Cifar-10 Image Classifier
Cifar-10 Image Classifier project
The goal for this project was to build an Image Classifier for the Cifar-10 dataset.
To begin with I started with PyTorch’s Tutorial and then proceeded to make multiple changes to the model in an attempt to increase the test accuracy. I tried different things and came up with 7 different approaches(in addition to the existing default code) to tackle this problem.
Here is a link to the jupyter notebook with the best results
Here is a graph comparing the Training accuracy for modles 4 - 8 :
training accuracy is missing for models 1-3 because I added the attribute in the 4th model
Here is a comparision of Test accuracy for each model :
Here is a plot showing the trend in loss for each model :
This bar graph shows the accuracy of prediction for each class of image seperately :
Model 1:
Test Accuracy : 53% ; Training Accuracy : not calculated ; Loss : 1.278
The first model was the default model provided by PyTorch. This model set the base for this project. My goal was to experiment with Network topology and other hyperparameters to improve the performance (increase test accuracy). This model consisted of 2 Convolutional layers, 3 fully connected layers, a max pool layer which was applied to each of the convolutional layers. Before applying the max pool layer a Relu activation function was applied to the convolutional layers.

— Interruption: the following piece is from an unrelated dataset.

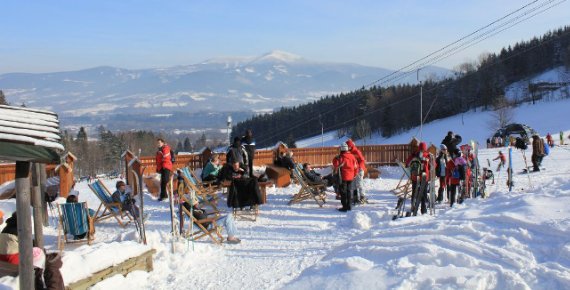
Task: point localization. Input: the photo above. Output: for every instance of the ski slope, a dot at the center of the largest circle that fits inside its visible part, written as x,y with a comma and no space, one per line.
511,240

The Convolutional layer creates a convolution kernel that is convolved with the layer input to produce a tensor of outputs. If use_bias is True, a bias vector is created and added to the outputs. Source
A fully connected layer multiplies the input by a weight matrix and then adds a bias vector. Source
Maxpool2D downsamples the input representation by taking the maximum value over the window defined by pool_size for each dimension along the features axis. The window is shifted by strides in each dimension. The resulting output when using “valid” padding option has a shape(number of rows or columns) of: output_shape = (input_shape - pool_size + 1) / strides). Source
ReLU stands for rectified linear activation unit, it returns 0 if it receives any negative input, but for any positive value x, it returns that value back. Thus it gives an output that has a range from 0 to infinity. Source
class Net(nn.Module):
def __init__(self):
super(Net, self).__init__()
self.conv1 = nn.Conv2d(3, 6, 5)
self.pool = nn.MaxPool2d(2, 2)
self.conv2 = nn.Conv2d(6, 16, 5)
self.fc1 = nn.Linear(16 * 5 * 5, 120)
self.fc2 = nn.Linear(120, 84)
self.fc3 = nn.Linear(84, 10)
def forward(self, x):
x = self.pool(F.relu(self.conv1(x)))
x = self.pool(F.relu(self.conv2(x)))
x = x.view(-1, 16 * 5 * 5)
x = F.relu(self.fc1(x))
x = F.relu(self.fc2(x))
x = self.fc3(x)
return x
Model 2:
Test Accuracy : 47% ; Training Accuracy : not calculated ; Loss : 1.503
To make the dataset more diverse I augmented the data a little using the following transforms :
Random Horizontal Flip: Randomly flips some images horizontally from the dataset with probability p=1
Random Vertical Flip: Randomly flips some images Vertically from the dataset with probability p=1
Random Rotate 45deg: Randomly rotates images by 45 degrees from the dataset
Surprisingly the Test accuracy in this case decreased, which was not expected.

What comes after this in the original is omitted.